Luke talks about the two men walking to Emmaus after the Crucifixion and they were so distraught as a stranger began to walk along with them questioning them why they were so upset. This was the Christ but due to their grieving and distraction they didn’t even recognize Him. Sometimes, I am reminded myself when I seem to be distracted by world, family or personal affairs that I don’t even recognize the Christ always with me just waiting for me to turn to God and drop all of these imagined fears.
John 8:32 states “Then you will know the truth, and the truth will set you free.” This comes after total submission to God and release of personal ego and fear! I am so grateful for these promises and Truths to live by.
As I ponder this story of Jesus talking with the Samaritan woman at the well, there are so many things that made it an unusual occurrence. Firstly, for a Jewish man to talk to a woman, much less a Samaritan woman was rare. Her reputation couldn’t have been pristine if she had five previous husbands and was not married to the man she was currently living with at the time. When His disciples returned and found Him, they, too, were surprised. The one thing that Jesus was positive about, was her receptivity; therefore, her recognition of the Christ as He told her about herself. In her humility , she expressed gratitude for this conversation.

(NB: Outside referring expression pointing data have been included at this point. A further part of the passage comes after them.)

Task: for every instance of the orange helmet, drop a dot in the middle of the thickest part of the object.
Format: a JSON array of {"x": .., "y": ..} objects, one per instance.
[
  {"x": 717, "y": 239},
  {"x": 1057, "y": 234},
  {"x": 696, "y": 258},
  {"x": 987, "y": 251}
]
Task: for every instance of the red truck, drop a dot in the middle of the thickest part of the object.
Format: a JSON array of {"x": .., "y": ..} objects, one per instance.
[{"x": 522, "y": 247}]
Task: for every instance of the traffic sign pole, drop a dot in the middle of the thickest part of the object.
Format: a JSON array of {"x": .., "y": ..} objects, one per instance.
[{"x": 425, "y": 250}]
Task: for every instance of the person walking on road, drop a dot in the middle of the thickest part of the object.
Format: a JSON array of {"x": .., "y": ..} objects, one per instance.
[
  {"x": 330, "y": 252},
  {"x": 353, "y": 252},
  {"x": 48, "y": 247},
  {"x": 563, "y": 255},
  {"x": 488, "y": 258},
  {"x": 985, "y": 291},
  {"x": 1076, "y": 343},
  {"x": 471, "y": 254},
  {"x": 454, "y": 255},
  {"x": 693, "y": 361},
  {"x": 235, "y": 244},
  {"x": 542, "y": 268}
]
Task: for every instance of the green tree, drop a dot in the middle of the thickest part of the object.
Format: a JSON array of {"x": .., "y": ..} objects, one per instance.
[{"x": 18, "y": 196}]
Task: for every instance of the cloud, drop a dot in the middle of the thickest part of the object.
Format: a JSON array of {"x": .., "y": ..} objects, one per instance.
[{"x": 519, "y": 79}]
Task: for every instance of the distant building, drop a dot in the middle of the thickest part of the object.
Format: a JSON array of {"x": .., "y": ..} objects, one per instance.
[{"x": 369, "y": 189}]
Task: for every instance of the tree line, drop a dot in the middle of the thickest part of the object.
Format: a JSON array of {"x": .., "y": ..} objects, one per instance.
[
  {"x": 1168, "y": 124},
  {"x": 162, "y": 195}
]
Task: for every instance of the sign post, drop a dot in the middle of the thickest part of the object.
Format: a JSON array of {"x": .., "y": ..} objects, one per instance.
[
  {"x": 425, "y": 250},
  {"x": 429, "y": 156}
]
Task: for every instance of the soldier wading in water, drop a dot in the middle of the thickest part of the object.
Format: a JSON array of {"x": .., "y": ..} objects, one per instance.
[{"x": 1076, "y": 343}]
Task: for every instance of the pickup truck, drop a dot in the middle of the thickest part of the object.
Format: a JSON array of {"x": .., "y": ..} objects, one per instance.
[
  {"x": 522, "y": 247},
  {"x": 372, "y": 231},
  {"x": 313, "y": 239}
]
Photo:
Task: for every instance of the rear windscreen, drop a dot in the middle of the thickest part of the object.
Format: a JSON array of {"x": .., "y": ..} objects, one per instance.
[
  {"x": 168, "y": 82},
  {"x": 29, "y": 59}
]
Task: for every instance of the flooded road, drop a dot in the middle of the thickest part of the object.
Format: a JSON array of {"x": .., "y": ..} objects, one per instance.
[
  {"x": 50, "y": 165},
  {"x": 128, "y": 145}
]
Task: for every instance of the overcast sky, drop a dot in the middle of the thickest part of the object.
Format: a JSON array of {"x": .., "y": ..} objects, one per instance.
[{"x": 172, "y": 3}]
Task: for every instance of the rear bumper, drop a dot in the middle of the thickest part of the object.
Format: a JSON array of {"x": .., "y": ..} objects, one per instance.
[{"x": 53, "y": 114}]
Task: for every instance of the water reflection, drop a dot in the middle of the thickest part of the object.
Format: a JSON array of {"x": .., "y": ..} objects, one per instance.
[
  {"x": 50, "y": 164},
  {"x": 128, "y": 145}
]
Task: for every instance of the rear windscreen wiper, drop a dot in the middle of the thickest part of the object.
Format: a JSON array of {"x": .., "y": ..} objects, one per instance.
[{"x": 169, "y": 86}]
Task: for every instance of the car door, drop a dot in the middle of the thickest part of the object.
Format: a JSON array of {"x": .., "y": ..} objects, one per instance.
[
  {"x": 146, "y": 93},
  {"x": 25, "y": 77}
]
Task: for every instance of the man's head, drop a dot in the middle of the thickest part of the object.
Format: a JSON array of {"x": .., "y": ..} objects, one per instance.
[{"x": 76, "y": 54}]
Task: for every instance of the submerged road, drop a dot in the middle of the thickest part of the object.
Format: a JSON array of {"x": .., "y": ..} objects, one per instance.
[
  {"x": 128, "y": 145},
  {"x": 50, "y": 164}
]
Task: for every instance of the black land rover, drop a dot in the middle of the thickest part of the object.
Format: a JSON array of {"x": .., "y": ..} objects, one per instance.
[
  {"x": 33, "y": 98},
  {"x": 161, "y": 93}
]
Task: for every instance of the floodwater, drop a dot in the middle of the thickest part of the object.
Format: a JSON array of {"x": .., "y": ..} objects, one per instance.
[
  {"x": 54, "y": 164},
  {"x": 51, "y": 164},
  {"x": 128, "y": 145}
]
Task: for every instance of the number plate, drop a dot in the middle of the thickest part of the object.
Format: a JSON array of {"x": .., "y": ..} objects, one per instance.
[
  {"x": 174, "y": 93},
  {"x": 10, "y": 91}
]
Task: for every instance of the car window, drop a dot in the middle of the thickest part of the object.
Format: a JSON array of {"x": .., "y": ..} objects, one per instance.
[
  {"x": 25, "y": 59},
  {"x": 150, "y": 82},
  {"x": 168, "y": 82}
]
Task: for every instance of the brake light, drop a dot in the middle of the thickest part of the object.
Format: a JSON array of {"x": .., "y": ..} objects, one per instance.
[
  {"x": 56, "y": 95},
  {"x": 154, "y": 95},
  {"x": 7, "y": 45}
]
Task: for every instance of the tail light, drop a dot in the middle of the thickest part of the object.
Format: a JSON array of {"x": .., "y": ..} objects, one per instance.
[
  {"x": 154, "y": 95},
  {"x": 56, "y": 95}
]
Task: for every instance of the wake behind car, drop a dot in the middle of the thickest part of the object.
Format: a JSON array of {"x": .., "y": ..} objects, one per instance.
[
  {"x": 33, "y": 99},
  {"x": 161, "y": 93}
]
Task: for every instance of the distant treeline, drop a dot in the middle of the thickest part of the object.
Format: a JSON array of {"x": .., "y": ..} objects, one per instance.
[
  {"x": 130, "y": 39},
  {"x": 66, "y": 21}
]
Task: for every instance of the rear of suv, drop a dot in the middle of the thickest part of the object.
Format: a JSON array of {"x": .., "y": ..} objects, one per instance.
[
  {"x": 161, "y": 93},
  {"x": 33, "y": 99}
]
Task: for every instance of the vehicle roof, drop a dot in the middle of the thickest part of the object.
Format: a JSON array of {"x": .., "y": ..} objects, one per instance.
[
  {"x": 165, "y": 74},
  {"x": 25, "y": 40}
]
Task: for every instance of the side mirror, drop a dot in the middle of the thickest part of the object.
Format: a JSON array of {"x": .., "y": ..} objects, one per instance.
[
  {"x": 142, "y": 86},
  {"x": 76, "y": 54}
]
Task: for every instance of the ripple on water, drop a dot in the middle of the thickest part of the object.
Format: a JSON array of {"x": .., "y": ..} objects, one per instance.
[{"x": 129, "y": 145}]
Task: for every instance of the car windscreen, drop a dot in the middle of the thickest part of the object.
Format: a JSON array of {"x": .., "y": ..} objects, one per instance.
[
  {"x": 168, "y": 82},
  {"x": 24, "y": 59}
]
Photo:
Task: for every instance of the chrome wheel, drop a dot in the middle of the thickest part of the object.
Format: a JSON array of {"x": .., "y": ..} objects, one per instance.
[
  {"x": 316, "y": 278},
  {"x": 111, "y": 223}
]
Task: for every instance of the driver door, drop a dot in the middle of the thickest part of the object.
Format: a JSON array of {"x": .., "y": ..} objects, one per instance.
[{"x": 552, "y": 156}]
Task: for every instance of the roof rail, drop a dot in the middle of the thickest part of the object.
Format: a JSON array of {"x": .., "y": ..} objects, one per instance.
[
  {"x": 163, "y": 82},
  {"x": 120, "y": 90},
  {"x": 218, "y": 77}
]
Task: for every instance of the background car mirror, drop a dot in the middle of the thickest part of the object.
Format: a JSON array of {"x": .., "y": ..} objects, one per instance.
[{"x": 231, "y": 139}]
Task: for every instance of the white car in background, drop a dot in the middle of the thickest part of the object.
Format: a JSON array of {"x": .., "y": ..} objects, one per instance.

1 Samuel 16:7 states “But the Lord said to Samuel, ‘Do not consider his appearance or his height, for I have rejected him. The Lord does not look at the things man looks at. Man looks at the outward appearance, but the lord looks at the heart.'” Jesus was certainly looking at the Samaritan woman’s heart that day and it remains that way. Today, I will actively work about keeping my heart free from worry, anxiety, jealousy, envy, bitterness and pray that it be filled with grace, love and kindness. That is what God will see.
My study today first took me in the direction of the shepherds watching over their flock the night of the birth of the Christ. When I think of shepherds, Moses or David come to Mind or either “The Lord is my shepherd; I shall not want”. There is a reverence in my thought as I ponder this. Actually, in biblical times, a shepherd was generally rough, unclean and dishonest as referenced in a Bible commentary. Jesus brought the Truth to all; all-inclusive!
Then I began to think of God’s all inclusive, unchanging Love to each of us and was reminded the only thing that changes is my feelings of worthiness from time to time. His Love never changes. Psalm 13:5 states “But I trust in your unfailing love; my heart rejoices in your salvation.”